Previous investigations have observed infrequent mutations at the codon 600 hot-spot region of BRAF in adult gliomas, notably in 1 of 12 O II and 1 of 14 GS [18, 21]. We also detected 6 BRAF V600E mutant adult gliomas of diverse histologies. As listed in Table 3, the BRAF mutated O II, gcGBM and SEGA demonstrated somewhat unusual clinical and molecular characteristics and some of these lesions may well represent unrecognized PXA. To resolve this issue, future studies should follow the clinical course of adult BRAF-mutant glioma patients to see if these lesions behave more like a PXA than a malignant (WHO grade III or IV) glioma.

The high mutation rates in PXA, GG and extra-cerebellar PA I implicate BRAF V600E mutation as a valuable diagnostic marker. Detection of a BRAF V600E mutation in a pleomorphic glioma should prompt consideration of PXA. In case of a high-grade glioma with an unusually benign clinical course BRAF V600E mutation may indicate misclassification of a PXA or GG. Further, BRAF V600E may aid in the differentiation of extra-cerebellar PA I and diffuse astrocytoma WHO grade II as has previously been demonstrated for BRAF fusion [23]. Caution has to be taken though, as BRAF V600E has been detected in several cases of pediatric diffuse astrocytomas WHO grade II [34] and is likely less tumor type specific than BRAF fusion.

In summary, we demonstrate high mutation frequencies of BRAF V600E in distinct subtypes of brain tumors: most notably, the majority of PXA are characterized by this specific genetic alteration. The high mutation frequencies in PXA, GG and extra-cerebellar PA I make BRAF V600E alteration a valuable diagnostic marker for these rare tumor entities. Following PA I, PXA is the next tumor entity predominantly occurring in children and young adults that is characterized by very frequent alterations in the RAS/RAF/MEK/ERK kinase pathway.
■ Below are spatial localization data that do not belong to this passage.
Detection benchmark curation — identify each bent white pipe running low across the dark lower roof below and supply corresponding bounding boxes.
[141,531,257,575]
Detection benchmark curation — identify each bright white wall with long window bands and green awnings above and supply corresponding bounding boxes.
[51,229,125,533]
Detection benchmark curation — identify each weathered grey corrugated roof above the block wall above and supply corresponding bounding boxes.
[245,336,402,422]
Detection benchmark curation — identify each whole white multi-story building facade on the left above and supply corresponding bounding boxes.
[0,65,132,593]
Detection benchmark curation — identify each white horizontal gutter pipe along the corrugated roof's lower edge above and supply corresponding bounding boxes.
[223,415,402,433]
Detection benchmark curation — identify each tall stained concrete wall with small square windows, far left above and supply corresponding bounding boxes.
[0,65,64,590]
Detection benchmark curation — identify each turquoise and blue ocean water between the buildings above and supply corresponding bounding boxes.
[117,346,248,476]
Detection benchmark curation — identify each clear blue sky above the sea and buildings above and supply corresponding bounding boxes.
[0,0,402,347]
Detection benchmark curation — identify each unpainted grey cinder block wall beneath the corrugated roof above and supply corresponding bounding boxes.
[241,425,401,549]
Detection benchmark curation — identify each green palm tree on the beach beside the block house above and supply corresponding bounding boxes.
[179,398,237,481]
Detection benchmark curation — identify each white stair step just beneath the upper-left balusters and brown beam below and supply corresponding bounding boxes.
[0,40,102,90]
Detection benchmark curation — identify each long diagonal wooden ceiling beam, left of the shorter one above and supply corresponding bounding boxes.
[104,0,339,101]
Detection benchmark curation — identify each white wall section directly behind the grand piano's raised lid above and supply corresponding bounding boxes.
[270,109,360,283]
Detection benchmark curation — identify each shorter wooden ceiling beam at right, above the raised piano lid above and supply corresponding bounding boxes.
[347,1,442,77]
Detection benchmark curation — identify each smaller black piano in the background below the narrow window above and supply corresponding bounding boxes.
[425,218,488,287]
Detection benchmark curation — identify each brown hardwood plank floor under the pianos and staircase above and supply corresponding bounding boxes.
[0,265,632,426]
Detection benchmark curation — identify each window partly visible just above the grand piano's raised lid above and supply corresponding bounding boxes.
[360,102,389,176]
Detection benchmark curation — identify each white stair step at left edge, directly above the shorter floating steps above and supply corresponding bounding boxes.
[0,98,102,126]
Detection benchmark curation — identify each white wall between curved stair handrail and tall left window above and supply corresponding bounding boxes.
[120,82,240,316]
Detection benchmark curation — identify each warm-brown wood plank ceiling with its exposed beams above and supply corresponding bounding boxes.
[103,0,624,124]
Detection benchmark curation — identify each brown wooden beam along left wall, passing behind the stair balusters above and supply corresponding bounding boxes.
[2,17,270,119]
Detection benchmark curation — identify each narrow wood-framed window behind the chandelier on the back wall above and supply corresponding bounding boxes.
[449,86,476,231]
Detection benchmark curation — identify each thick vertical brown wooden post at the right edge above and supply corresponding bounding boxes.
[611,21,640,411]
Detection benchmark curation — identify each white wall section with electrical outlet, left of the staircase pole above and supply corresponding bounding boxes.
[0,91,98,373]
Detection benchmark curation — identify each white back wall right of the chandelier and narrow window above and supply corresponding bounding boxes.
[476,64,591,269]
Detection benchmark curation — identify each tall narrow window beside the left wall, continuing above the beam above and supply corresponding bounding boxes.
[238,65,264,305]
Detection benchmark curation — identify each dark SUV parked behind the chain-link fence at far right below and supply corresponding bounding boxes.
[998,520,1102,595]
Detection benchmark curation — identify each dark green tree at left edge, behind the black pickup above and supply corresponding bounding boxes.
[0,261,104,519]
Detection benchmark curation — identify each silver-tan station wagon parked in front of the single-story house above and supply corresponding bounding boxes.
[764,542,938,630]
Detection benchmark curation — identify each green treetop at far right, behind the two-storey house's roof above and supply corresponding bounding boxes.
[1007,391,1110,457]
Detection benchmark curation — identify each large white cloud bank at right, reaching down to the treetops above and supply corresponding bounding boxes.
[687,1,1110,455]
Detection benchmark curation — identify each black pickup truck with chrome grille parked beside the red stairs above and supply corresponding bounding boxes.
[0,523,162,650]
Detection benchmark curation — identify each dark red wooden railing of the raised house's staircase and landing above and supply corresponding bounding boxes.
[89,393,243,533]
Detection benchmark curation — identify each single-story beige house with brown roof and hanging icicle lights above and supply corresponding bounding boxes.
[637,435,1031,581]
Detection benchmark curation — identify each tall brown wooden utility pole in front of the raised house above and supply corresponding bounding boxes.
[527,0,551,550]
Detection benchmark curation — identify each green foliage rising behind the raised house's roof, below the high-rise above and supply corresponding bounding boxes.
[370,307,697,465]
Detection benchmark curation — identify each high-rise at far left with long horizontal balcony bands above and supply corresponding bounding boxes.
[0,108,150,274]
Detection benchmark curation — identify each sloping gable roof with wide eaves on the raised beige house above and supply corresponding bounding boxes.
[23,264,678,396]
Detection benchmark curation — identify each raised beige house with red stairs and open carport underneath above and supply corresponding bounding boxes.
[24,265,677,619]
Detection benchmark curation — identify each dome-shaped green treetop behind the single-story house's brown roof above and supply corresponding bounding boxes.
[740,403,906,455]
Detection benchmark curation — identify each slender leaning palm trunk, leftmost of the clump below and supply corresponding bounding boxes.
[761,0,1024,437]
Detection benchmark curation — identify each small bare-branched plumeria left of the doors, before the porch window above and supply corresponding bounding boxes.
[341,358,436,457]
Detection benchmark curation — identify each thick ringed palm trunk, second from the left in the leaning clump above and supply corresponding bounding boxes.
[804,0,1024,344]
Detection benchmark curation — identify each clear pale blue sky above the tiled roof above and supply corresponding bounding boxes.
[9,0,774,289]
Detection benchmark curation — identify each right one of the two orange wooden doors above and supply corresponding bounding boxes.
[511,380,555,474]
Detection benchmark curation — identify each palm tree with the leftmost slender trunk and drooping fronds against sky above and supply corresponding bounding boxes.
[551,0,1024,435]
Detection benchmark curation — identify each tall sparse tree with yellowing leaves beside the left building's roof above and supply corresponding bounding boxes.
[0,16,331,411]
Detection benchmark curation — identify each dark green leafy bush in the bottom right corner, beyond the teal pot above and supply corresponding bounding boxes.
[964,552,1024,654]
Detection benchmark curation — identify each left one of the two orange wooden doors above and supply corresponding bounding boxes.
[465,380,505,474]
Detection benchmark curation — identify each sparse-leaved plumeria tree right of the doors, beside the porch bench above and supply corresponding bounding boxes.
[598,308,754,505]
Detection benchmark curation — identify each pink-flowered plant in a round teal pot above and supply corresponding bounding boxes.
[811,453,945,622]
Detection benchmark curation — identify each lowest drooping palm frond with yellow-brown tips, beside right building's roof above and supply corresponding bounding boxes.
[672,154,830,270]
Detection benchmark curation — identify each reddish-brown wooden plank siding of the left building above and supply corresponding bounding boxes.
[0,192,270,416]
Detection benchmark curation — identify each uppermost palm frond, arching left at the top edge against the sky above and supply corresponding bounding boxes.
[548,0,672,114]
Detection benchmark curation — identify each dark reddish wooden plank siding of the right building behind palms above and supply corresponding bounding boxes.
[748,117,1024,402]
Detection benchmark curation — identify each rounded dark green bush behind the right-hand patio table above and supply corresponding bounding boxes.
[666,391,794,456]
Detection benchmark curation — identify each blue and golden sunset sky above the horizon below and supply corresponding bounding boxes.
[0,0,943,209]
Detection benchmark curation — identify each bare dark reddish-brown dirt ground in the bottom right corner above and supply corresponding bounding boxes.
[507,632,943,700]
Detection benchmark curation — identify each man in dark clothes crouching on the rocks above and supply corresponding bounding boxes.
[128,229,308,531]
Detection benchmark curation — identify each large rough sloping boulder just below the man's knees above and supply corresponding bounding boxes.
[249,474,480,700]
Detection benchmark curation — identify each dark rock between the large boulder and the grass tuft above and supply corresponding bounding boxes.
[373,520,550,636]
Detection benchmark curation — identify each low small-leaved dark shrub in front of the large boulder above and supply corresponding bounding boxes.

Further analysis of PXA without BRAF V600E will clarify whether the RAS/RAF/MEK/ERK kinase pathway is activated by other means in the remaining tumors and whether PXA represents a “single pathway disease” as has been postulated for PA I. Although PXA, GG and extra-cerebellar PA I constitute rare brain tumor types, future clinical trials should address whether BRAF V600E mutant tumor patients will benefit from BRAF V600E-directed targeted therapies.